The first six months of 2020, have been described as the craziest half year in air cargo, with recent studies indicating the average price of transporting one kilogram by air rose by an average of 48% worldwide.
Due to the sudden need for Personal Protection Equipment (PPE), airfreight rates from China rose an incredible 136% compared to the first half of 2019.
Air Canada’s worldwide flight routes were greatly reduced and they eliminated their standard service. All shipments moved on Air Canada’s priority service at very high rates. WestJet and Air Transat stopped their service altogether, along with most of the international air carriers. It became very difficult to get reliable bookings and the service was inconsistent, as carriers would wait until the space on their aircraft was filled and if not, the flight would be cancelled.
While economic activity is restarting after major lockdown disruptions, there has not been a major boost in demand and the rush to ship PPE has subsided as supply chains normalize. General commodities are starting to come back into the airfreight market, as on hand inventories are starting to deplete. However, the capacity crunch continues because passenger operations are recovering very slowly. There is still very little passenger travel, which keeps bellies out of action and belly capacity for international air cargo in June was down 70% over last year.
Air Canada’s standard service and rates started to be available in June.
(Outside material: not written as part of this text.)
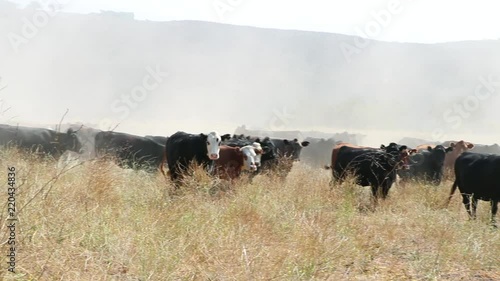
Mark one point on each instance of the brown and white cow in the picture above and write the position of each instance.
(232, 160)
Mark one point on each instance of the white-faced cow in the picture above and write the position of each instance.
(183, 148)
(233, 160)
WestJet and Air Transat started flights again in July with limited services.
While the rates have come down slightly from their high points, they will probably never return to pre-Coronavirus levels. There is also still a bit of instability, as most air carriers are not offering rates on a fixed period basis and only quote using spot pricing. In addition, air carriers are implementing emergency handling COVID-19 surcharges on a per shipment basis as a means to mitigate the significant impact of the Coronavirus on the airline industry.
Rates are expected to rise again as the capacity crunch continues due to the slow recovery of passenger operations until passengers feel safe to travel again. Another concern with available capacity would be the arrival of a second COVID wave and another surge in need for PPE. There are also growing concerns that if a vaccine for COVID-19 is found, airfreight demand will soar beyond all capacity availability.
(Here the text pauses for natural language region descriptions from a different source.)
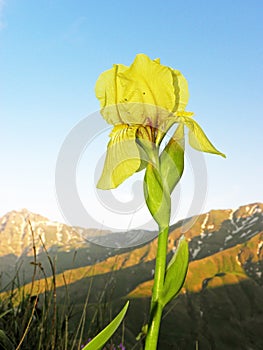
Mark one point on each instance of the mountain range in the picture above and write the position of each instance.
(220, 306)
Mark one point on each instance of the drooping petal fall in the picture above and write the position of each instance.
(197, 138)
(122, 159)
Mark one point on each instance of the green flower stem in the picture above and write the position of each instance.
(156, 306)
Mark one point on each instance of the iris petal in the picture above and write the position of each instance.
(197, 138)
(123, 157)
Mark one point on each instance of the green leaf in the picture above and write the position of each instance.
(175, 272)
(156, 196)
(172, 159)
(197, 137)
(5, 342)
(100, 339)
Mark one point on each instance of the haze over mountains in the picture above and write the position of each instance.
(223, 289)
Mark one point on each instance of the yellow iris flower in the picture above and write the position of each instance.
(142, 101)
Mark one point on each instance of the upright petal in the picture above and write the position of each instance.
(146, 83)
(180, 90)
(107, 91)
(123, 157)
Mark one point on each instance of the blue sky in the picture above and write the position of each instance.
(51, 53)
With airfreight rates being so high and capacity still lacking, we are advising clients to consider ocean freight as a viable option. Even though the transit time is longer, pricing compared to airfreight is making it a very attractive alternative.
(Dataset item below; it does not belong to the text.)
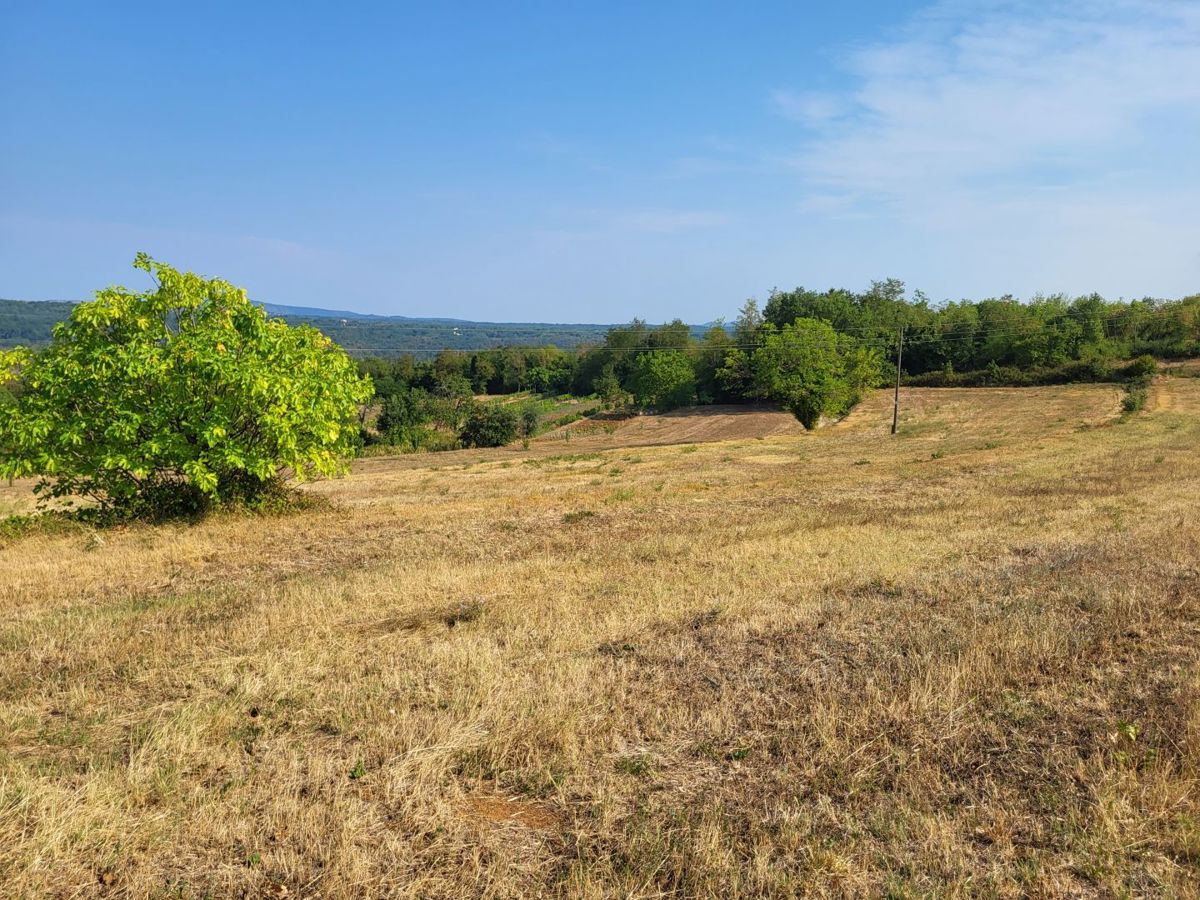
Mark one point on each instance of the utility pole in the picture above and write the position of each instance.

Our North American Truck Services team noted that rates took a dive at the beginning of the Coronavirus pandemic, as few shippers were open and truck carriers were willing to lower rates in order to secure business.
At the onset of COVID-19, service was never a concern nor an issue, as we were able to utilize our preferred and most reliable carriers to handle the less than usual shipment volumes.
As business gradually picked up, there was not a significant increase in carrier rates and, thankfully, service levels were not affected.
As more and more businesses begin to reopen, increased demand for equipment could cause a rise in rates. We still believe carriers will be cautious regarding rate increases, as there is much uncertainty about when we will return to pre-pandemic levels.
All signs point to an improved business environment for the Truck Services team, however, a lot will depend on how quickly the U.S. can eliminate the effects the pandemic is having on business in general south of the border.
Truck carriers are hoping for a quick return to “business as usual”, but it is evident that it will be a gradual process that will require a concerted effort by all members of the supply chain working together to turn things around.
Summer and early fall are usually the strongest times of the year in terms of volume of truck shipments, so it will be an important time to gauge whether things have returned to “normal”.